Di Kenya, semakin banyak generasi muda yang tertarik dengan industri kecerdasan buatan yang sedang berkembang dan bergabung dalam pekerjaan anotasi data. Pekerjaan ini terdengar keren, namun nyatanya mengandung banyak kepahitan yang tidak diketahui. Banyak anak muda yang bekerja keras di industri ini dan mencoba mengubah nasib mereka melalui pekerjaan, namun mereka mendapati diri mereka berada dalam lingkungan dengan upah rendah, tekanan tinggi, dan tekanan psikologis.
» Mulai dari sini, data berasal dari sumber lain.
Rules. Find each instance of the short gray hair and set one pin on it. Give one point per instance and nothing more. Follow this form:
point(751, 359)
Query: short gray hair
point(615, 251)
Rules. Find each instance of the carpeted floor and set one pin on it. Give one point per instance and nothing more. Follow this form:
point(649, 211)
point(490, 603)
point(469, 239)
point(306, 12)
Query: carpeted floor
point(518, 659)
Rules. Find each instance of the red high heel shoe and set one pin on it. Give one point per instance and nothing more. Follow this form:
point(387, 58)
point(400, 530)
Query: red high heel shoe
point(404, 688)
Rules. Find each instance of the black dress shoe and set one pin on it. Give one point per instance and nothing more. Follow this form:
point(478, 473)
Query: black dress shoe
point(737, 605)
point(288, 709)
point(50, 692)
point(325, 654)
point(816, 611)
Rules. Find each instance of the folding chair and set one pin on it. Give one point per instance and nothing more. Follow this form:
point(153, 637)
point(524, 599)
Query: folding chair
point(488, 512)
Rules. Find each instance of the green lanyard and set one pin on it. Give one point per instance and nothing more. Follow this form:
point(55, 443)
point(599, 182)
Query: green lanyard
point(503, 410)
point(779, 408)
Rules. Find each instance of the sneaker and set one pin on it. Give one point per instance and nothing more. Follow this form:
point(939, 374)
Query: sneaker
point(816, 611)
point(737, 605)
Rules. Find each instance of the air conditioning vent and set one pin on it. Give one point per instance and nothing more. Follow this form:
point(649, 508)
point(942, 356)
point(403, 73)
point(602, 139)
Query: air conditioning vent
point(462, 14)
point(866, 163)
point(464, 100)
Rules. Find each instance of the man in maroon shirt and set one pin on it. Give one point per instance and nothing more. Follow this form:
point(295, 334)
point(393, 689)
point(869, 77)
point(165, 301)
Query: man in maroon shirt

Catatan sumber gambar: Gambar dihasilkan oleh AI, dan penyedia layanan otorisasi gambar Midjourney
Di sebuah ruang kantor di Nairobi, Naftali Wambalo, lulusan matematika, sibuk memberi label pada ribuan gambar dan video. Tugasnya adalah mengajarkan AI untuk mengenali objek dalam gambar, seperti memberi tahu mesin “ini TV” atau “itu kulkas”. Kedengarannya sederhana, namun kenyataannya ia membutuhkan waktu delapan jam penuh sehari, yang sangat menegangkan dan membuat stres.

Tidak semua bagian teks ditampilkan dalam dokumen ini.